The Home Office has always argued that faked chips would be spotted at border checkpoints because they would not match key codes when checked against an international data-base. But only ten of the forty-five countries with e-passports have signed up to the Public Key Directory (PKD) code system, and only five are using it. Britain is a member but will not use the directory before next year. Even then, the system will be fully secure only if every e-passport country has joined.[From ‘Fakeproof’ e-passport is cloned in minutes – Times Online]
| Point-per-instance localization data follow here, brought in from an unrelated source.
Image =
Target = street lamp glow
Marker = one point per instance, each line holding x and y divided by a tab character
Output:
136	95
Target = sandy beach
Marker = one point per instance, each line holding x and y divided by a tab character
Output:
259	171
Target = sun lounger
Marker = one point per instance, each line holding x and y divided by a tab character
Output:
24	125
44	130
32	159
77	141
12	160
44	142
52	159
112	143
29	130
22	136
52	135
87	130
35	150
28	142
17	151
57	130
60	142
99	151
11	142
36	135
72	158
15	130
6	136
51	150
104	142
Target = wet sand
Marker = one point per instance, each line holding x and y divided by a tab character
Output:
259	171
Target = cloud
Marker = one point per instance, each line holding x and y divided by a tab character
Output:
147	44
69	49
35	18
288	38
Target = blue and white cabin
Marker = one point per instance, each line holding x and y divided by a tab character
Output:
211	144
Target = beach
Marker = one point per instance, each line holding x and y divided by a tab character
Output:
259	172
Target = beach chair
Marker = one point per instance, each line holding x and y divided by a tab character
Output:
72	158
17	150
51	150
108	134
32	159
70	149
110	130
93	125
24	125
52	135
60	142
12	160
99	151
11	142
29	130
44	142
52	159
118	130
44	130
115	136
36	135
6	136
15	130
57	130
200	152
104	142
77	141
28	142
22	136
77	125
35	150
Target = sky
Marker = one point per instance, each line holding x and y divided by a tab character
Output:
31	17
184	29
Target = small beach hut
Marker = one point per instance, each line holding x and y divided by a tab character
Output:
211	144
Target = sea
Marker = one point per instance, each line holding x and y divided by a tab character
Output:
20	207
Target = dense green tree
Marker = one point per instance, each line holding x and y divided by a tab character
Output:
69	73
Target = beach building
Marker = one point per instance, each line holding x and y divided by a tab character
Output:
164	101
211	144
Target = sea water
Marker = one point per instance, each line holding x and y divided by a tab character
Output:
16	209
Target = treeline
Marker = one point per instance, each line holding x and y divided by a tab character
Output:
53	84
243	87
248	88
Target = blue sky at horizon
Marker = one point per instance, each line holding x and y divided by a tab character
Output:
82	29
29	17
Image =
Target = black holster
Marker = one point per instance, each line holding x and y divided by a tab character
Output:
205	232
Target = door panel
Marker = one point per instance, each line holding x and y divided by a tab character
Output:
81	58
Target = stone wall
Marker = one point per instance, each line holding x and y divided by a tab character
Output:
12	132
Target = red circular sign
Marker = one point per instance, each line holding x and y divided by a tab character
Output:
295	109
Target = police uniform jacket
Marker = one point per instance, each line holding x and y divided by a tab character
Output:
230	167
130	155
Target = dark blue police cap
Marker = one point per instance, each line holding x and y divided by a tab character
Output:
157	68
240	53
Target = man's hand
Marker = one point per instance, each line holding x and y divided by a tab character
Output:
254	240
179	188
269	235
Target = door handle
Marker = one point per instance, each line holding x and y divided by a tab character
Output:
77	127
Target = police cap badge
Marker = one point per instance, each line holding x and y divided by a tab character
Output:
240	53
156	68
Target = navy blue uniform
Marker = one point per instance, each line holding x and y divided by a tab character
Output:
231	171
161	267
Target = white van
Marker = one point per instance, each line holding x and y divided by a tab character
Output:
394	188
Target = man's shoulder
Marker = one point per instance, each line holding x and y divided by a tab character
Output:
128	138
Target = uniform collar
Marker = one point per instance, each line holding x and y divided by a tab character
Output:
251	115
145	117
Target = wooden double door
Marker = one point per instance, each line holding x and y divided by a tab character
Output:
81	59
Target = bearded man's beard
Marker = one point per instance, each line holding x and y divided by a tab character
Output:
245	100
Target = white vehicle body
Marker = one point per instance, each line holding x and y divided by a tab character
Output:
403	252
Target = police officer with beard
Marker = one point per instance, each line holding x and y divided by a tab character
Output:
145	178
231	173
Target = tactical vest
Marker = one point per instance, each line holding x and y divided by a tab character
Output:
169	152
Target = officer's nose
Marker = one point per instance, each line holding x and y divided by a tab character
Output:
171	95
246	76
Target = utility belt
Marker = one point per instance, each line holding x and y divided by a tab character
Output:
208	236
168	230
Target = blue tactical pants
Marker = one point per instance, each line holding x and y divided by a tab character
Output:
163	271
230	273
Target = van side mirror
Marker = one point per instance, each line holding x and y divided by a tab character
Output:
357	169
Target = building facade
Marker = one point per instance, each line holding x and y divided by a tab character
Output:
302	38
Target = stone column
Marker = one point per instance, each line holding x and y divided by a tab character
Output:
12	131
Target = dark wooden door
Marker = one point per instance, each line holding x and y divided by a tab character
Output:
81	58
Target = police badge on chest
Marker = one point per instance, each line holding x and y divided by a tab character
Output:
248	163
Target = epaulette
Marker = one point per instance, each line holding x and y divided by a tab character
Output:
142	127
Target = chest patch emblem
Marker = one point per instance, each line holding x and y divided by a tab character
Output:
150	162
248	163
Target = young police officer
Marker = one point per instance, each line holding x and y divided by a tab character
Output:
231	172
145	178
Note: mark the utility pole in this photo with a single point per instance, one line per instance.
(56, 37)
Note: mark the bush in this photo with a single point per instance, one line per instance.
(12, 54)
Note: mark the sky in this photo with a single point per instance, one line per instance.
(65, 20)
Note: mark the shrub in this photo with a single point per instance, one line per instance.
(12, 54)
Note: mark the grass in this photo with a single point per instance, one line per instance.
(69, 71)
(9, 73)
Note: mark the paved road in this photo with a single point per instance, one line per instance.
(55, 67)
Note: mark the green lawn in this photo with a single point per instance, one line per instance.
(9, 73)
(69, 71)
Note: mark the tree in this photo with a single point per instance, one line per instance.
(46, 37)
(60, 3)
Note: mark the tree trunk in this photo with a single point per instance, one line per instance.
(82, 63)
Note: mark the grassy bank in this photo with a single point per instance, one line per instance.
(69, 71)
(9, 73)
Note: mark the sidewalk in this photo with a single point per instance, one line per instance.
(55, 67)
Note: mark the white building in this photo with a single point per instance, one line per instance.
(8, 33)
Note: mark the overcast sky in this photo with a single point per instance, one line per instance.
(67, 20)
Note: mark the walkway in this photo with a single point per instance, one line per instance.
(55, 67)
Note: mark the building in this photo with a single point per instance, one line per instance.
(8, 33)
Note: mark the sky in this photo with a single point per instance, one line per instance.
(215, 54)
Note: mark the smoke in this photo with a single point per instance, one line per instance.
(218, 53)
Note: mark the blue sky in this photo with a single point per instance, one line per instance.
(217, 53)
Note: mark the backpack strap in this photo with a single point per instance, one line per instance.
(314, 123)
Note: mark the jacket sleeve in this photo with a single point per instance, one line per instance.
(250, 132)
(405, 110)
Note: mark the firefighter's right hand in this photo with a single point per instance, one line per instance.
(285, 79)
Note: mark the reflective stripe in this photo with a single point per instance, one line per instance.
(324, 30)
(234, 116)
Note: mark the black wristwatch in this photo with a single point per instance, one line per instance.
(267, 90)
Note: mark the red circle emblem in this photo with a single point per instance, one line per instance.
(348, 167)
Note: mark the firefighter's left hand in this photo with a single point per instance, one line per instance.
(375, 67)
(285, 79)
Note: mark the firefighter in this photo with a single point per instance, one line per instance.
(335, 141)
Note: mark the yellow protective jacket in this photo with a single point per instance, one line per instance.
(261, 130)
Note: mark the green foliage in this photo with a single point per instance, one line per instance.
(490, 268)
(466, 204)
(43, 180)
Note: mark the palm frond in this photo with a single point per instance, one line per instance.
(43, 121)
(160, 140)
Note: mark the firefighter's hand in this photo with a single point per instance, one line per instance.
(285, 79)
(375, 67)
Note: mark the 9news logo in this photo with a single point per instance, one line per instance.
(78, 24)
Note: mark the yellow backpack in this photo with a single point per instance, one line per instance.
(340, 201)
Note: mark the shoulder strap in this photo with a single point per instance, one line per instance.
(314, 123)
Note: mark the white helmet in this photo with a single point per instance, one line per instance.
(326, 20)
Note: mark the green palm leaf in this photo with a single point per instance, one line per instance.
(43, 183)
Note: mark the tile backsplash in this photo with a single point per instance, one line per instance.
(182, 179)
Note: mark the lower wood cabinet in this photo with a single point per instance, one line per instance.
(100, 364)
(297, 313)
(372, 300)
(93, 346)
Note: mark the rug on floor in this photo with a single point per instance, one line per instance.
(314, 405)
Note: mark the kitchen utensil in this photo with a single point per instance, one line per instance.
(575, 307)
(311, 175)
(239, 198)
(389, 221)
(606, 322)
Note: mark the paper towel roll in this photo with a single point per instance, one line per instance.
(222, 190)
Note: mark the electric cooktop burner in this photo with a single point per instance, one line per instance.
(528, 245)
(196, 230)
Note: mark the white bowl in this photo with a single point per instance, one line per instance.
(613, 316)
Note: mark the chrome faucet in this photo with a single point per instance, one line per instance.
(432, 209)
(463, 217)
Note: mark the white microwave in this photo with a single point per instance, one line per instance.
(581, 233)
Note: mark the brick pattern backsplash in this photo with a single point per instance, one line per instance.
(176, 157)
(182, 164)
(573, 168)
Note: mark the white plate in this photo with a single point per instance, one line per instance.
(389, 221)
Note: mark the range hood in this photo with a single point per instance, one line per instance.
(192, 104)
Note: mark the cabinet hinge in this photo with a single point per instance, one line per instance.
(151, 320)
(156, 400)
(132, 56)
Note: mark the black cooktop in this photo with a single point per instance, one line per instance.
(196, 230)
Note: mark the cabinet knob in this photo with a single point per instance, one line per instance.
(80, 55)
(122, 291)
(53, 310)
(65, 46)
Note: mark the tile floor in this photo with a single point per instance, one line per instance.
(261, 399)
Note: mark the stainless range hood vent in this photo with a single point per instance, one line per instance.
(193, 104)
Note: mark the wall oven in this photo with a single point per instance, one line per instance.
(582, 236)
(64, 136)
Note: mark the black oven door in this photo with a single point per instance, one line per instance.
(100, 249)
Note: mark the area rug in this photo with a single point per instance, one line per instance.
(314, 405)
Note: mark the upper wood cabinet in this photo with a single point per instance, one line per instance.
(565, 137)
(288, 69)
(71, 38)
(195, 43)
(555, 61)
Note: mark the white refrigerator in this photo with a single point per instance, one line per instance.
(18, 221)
Nearly right. It’s digital signatures that “would not match” and the international database contains the public keys that allow you to check the signatures. I doubt it’s much of a threat to be honest, because you’d have to forge the paper part of the passport to match the cloned chip, and that strikes me as a little harder. The only people who read the chips, or at least attempt to read the chips, are immigration officers. My bank doesn’t have any readers, nor does my airline and nor does Eurostar or anyone else. Anyway, as the journalist points out, digital signatures are pretty useless if no-one implements them. I’m not sure why it’s in the new today, since it’s a recycling of a story that’s a couple of years old
A German computer security consultant has shown that he can clone the electronic passports that the United States and other countries are beginning to distribute this year.[From Hackers Clone E-Passports]
It may be a symptom of a general collapse in public trust of any kind of government IT rather than a specific reflection on anything to do with e-passports.